Bae Chul-Young, Kim Bo-Seon, Jee Sun-Ha, Lee Jong-Hoon, Nguyen Ngoc-Dung
Mediage Research Center, Seongnam-si 13449, Republic of Korea.
Department of Epidemiology and Health Promotion, Institute for Health Promotion, Graduate School of Public Health, Yonsei University, Seoul 03722, Republic of Korea.
Cancers (Basel). 2023 Sep 27;15(19):4757. doi: 10.3390/cancers15194757.

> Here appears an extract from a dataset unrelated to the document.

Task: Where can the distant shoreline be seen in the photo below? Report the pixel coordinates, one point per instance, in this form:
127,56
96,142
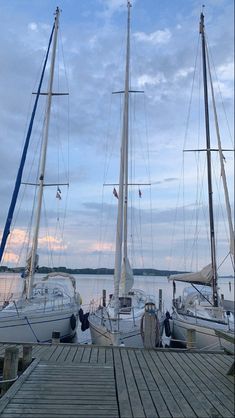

Cancer is one of the main global health threats. Early personalized prediction of cancer incidence is crucial for the population at risk. This study introduces a novel cancer prediction model based on modern recurrent survival deep learning algorithms. The study includes 160,407 participants from the blood-based cohort of the Korea Cancer Prevention Research-II Biobank, which has been ongoing since 2004. Data linkages were designed to ensure anonymity, and data collection was carried out through nationwide medical examinations. Predictive performance on ten cancer sites, evaluated using the concordance index (c-index), was compared among nDeep and its multitask variation, Cox proportional hazard (PH) regression, DeepSurv, and DeepHit. Our models consistently achieved a c-index of over 0.8 for all ten cancers, with a peak of 0.8922 for lung cancer. They outperformed Cox PH regression and other survival deep neural networks. This study presents a survival deep learning model that demonstrates the highest predictive performance on censored health dataset, to the best of our knowledge. In the future, we plan to investigate the causal relationship between explanatory variables and cancer to reduce cancer incidence and mortality.
癌症是全球主要的健康威胁之一。对癌症发病率进行早期个性化预测对于高危人群至关重要。本研究引入了一种基于现代递归生存深度学习算法的新型癌症预测模型。该研究纳入了来自韩国癌症预防研究-II生物样本库血液队列的160407名参与者,该队列自2004年以来一直在进行。数据链接旨在确保匿名性,数据收集通过全国范围的医学检查进行。使用一致性指数(c指数)评估了nDeep及其多任务变体、Cox比例风险(PH)回归、DeepSurv和DeepHit在十个癌症部位的预测性能。我们的模型在所有十种癌症中始终实现了超过0.8的c指数,肺癌的峰值为0.8922。它们优于Cox PH回归和其他生存深度神经网络。据我们所知,本研究提出了一种生存深度学习模型,该模型在删失健康数据集上表现出最高的预测性能。未来,我们计划研究解释变量与癌症之间的因果关系,以降低癌症发病率和死亡率。